Draft: Managing Multiple Training Runs in Separate Pods

The Context

We are working on training a model using multiple GPUs. We have encountered issues when trying to run two training runs in the same pod.

The Problem Statement

The problem is that we cannot run multiple GPU training runs in the same pod. This limits our ability to parallelize our training and make full use of our resources.

Proposal

Based on the discussion, the proposal is to manage the training runs in separate pods.

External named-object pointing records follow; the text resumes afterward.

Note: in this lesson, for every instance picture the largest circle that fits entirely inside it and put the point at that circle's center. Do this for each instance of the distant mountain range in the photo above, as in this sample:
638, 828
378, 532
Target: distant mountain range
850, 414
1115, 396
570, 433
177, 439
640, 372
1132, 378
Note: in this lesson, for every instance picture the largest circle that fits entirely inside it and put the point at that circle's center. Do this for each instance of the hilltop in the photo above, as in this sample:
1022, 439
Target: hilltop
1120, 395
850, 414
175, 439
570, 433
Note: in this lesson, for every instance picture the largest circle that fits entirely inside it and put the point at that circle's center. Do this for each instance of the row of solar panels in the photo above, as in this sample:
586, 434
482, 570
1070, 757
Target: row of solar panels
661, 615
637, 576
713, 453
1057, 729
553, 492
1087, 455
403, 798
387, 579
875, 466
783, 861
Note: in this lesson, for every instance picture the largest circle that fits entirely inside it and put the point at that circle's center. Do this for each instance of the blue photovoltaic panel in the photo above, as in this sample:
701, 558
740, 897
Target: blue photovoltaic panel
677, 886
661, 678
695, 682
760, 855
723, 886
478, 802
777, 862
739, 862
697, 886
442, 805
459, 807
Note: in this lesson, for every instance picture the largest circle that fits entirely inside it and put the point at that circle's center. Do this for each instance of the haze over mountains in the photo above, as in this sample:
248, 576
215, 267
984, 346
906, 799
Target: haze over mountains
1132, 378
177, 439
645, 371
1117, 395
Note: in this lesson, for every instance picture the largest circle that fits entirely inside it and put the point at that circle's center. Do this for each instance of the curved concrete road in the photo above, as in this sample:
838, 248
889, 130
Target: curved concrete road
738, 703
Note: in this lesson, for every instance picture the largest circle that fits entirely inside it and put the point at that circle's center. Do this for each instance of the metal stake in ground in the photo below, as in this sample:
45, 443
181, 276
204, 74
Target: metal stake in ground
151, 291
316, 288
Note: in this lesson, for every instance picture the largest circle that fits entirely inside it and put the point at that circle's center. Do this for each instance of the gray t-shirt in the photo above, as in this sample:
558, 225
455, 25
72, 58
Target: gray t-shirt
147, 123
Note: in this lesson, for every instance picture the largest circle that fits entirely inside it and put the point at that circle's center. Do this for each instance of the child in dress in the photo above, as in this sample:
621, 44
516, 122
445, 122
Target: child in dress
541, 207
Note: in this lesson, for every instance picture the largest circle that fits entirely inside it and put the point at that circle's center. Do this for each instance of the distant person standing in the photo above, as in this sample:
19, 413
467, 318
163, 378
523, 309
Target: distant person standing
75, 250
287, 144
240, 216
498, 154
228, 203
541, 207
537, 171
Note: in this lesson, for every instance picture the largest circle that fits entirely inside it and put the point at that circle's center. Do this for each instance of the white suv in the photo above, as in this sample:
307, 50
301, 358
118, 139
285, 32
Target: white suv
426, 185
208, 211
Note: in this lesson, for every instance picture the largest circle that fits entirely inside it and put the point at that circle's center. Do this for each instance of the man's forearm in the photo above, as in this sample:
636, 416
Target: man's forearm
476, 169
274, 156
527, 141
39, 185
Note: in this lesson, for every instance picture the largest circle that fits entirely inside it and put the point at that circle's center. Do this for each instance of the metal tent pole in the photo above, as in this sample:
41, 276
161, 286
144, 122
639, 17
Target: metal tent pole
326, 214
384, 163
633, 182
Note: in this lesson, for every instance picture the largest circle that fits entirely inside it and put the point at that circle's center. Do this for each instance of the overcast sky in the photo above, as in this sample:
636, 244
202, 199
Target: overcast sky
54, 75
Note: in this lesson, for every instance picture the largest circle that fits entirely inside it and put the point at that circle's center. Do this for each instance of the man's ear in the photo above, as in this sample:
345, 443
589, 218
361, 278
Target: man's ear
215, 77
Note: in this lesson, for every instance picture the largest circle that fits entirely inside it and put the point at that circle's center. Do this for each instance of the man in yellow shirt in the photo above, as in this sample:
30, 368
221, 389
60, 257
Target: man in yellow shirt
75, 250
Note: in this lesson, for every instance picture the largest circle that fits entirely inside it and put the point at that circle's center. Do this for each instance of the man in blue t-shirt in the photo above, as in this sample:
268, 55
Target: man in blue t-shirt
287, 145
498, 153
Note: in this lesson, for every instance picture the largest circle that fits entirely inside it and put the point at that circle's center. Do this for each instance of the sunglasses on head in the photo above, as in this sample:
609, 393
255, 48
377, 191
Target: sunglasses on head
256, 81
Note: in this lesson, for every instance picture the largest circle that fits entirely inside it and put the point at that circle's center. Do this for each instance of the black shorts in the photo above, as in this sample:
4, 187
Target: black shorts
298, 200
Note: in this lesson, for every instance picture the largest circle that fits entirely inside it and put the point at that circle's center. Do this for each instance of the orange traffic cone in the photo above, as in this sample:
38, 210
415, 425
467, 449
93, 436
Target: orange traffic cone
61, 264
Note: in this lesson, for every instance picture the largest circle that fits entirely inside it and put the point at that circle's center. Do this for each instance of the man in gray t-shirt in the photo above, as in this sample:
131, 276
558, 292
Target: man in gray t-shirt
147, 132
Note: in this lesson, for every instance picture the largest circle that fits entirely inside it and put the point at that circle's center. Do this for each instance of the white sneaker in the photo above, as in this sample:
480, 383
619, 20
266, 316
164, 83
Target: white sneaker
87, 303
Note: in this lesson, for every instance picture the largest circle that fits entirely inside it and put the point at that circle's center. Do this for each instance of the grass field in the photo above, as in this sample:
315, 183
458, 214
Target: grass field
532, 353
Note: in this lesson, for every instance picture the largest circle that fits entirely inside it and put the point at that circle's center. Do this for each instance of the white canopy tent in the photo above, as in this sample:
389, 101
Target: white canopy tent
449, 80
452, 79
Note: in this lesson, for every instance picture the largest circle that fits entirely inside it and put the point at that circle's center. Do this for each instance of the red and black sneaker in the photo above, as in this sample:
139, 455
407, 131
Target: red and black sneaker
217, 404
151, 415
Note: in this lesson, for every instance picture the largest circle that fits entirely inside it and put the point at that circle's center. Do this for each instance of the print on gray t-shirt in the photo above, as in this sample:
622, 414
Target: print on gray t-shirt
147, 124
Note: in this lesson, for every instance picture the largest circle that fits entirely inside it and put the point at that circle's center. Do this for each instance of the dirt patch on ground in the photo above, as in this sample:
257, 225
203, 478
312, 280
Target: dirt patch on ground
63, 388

Specifically:

Start a pod with a single X1 4090 for stable training.
Start another new pod with 4x 4090 to test the theory that you can only run the multi-GPU once per session.

The Benefits

This approach allows us to run multiple training runs simultaneously, making full use of our resources.
It also enables us to isolate the training runs, reducing the risk of one affecting the other.

The Downsides

Managing multiple pods might be more complex than managing a single one.
There may be additional overhead associated with running multiple pods.

The Road Not Taken

We could have continued trying to run multiple training runs in the same pod, but this was causing issues.

The Infrequent Use Case

This approach may not be necessary if we only need to run a single training run at a time.

In Core and Done by Us

The decision on how to manage the pods and the training runs will be made by us, using our acquired resources and expertise.

Status

Status: Draft

Decision Makers

V-Sekai development team